Et je me souviens toujours de ce moment incroyable lorsque mon amie d’alors m’a mis Politiques de la nature entre les mains en me disant : « Lis ça, tu vas adorer » ! Elle n’avait pas tort, ce fut une véritable illumination ! Dans ce livre, Bruno propose avec une audace inouïe de nous débarrasser de la nature et de la société, et nous suggère de constituer un collectif au travers des liens entre les humains et les non-humains. Pour moi, c’était complètement révolutionnaire sur les plans intellectuel et politique. Je crois que cela se passait en 2006, et j’ai su tout de suite que cet auteur était en train de penser à la fois un nouveau projet politique et scientifique.
J’ai continué mes études de science politique tout en le lisant de manière intensive. Dans les cours de sociologie, de philosophie, de science politique il n’était jamais mentionné. Mais on parlait de plus en plus de Bruno Latour en France, et de violents articles à l’encontre de ses écrits ont commencé à se multiplier en provenance des intellectuels marxistes, des bourdieusiens rompus à la pensée critique qui l’accusaient d’avoir oublié les classes sociales, la domination, les rapports de pouvoir, les rapports de production, les inégalités, le social, et le taxaient d’être un auteur de droite, réactionnaire, voire fasciste. Il est devenu un véritable paria parmi les intellectuels de gauche et au sein des sciences sociales en France.

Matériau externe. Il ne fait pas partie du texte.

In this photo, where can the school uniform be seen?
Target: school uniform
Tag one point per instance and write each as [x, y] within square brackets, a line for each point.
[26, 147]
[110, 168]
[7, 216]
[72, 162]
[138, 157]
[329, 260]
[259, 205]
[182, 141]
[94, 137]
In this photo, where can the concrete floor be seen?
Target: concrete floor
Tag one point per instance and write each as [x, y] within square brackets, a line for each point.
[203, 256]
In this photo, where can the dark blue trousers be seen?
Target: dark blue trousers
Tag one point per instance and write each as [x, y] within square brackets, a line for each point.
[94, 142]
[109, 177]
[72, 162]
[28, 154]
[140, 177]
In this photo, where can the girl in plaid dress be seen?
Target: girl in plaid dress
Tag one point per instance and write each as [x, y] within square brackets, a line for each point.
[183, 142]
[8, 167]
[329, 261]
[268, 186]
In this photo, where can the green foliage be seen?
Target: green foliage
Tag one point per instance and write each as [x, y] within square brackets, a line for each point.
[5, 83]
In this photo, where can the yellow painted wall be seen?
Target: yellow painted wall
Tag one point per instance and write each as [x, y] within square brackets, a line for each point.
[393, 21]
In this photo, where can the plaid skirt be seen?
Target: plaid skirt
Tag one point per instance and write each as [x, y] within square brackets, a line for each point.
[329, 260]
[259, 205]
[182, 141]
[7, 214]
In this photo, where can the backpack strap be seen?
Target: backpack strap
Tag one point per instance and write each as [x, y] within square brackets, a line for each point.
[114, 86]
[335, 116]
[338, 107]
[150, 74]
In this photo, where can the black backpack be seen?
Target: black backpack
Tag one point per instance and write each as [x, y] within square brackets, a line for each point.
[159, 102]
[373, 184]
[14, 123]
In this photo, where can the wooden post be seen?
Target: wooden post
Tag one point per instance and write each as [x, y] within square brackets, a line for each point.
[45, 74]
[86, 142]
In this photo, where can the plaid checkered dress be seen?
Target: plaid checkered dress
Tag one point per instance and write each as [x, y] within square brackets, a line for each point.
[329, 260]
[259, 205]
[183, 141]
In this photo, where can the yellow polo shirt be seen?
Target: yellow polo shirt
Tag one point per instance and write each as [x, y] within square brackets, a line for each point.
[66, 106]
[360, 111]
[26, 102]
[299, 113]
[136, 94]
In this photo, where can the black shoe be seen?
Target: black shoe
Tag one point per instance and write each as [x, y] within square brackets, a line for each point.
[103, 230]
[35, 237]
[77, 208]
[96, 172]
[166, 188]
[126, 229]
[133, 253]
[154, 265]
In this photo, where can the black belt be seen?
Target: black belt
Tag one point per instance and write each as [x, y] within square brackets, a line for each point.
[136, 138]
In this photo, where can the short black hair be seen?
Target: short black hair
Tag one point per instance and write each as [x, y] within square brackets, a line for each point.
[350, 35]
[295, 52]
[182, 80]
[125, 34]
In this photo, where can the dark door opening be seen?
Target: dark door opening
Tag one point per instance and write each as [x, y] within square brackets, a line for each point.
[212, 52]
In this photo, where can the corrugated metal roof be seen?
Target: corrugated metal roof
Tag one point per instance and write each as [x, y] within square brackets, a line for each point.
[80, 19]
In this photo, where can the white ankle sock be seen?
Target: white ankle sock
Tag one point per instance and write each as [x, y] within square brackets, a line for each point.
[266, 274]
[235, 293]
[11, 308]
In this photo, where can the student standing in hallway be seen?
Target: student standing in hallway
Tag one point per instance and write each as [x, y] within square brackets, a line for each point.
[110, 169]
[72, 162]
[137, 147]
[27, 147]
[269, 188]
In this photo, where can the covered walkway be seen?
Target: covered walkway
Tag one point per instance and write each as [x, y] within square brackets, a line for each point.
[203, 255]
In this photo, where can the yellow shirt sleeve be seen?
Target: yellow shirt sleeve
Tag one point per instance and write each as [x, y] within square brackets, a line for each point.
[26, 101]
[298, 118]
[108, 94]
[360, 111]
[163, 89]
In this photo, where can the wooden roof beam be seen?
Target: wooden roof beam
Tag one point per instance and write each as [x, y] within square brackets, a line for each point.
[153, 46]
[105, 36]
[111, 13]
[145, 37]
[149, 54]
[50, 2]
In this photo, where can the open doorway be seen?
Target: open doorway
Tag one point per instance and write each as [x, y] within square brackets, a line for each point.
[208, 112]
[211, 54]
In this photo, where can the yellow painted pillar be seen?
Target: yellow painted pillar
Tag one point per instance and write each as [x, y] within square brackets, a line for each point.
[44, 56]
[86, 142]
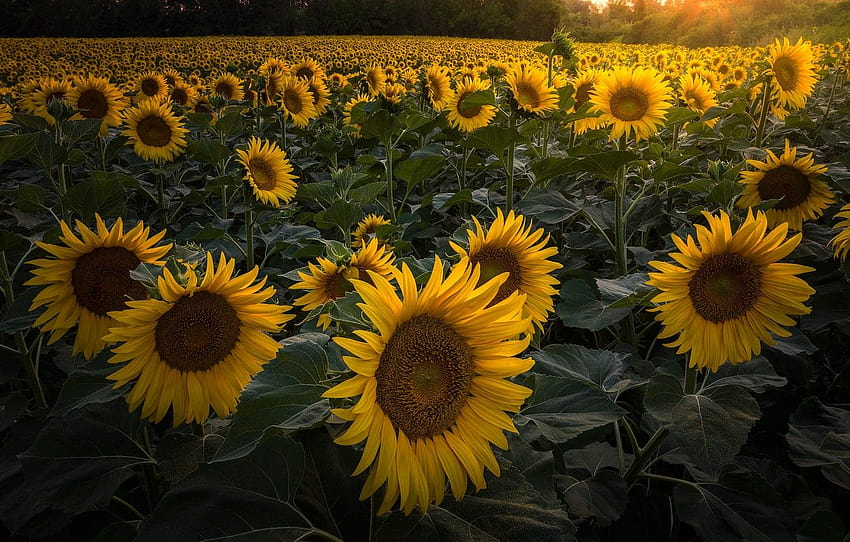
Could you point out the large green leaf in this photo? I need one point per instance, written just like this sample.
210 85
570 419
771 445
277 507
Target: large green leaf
561 409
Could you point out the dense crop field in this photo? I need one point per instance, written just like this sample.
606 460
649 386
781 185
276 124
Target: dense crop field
423 288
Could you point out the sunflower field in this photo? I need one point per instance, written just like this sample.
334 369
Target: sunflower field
382 289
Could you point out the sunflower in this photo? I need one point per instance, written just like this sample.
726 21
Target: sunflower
89 277
697 95
510 246
155 131
296 101
267 171
583 84
841 242
183 94
530 89
731 293
229 87
467 119
366 229
432 384
328 281
793 70
96 98
151 85
197 347
376 80
632 100
789 179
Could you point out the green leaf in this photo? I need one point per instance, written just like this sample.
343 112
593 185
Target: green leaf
711 428
286 396
245 499
15 147
561 409
99 195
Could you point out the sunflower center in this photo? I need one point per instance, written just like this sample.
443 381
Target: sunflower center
495 261
292 101
725 287
154 131
785 70
628 104
101 280
263 174
197 333
467 112
150 87
93 104
424 377
786 183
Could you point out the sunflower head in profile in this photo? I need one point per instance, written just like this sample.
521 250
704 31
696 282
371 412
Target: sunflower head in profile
793 71
530 89
229 87
632 101
468 118
366 229
198 346
296 101
432 384
267 171
89 277
156 133
328 280
794 181
730 293
510 246
438 86
151 85
97 98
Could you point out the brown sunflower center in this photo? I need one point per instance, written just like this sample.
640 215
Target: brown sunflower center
150 87
292 101
197 333
263 174
725 287
467 112
101 280
424 377
495 261
628 104
786 73
786 183
154 131
93 104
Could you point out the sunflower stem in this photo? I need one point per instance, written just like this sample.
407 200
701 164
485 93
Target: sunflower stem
765 106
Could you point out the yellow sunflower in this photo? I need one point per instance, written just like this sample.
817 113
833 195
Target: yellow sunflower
155 131
467 119
328 281
793 71
632 100
730 293
432 384
267 171
96 98
841 242
510 246
296 101
198 346
793 181
151 85
530 89
366 229
229 87
89 277
438 87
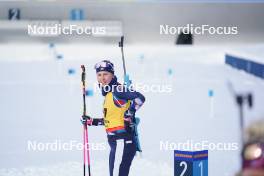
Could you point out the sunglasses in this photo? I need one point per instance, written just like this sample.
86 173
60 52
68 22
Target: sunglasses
253 155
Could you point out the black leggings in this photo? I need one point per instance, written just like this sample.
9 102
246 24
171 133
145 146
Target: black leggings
129 152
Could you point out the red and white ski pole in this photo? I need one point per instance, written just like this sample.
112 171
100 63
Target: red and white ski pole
86 153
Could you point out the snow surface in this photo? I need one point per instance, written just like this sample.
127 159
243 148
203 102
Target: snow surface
41 102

Mais Bruno ne lâche pas le morceau, il encaisse les coups, et il continue à avancer dans son projet. De mon côté, je suis les débats de près avec un très grand intérêt, car ces débats au fond, pour moi, n’ont jamais été scientifiques mais purement politiques. En même temps, je fais mes mémoires de master en mobilisant ses textes, ce qui me permet de bien les assimiler et de les digérer.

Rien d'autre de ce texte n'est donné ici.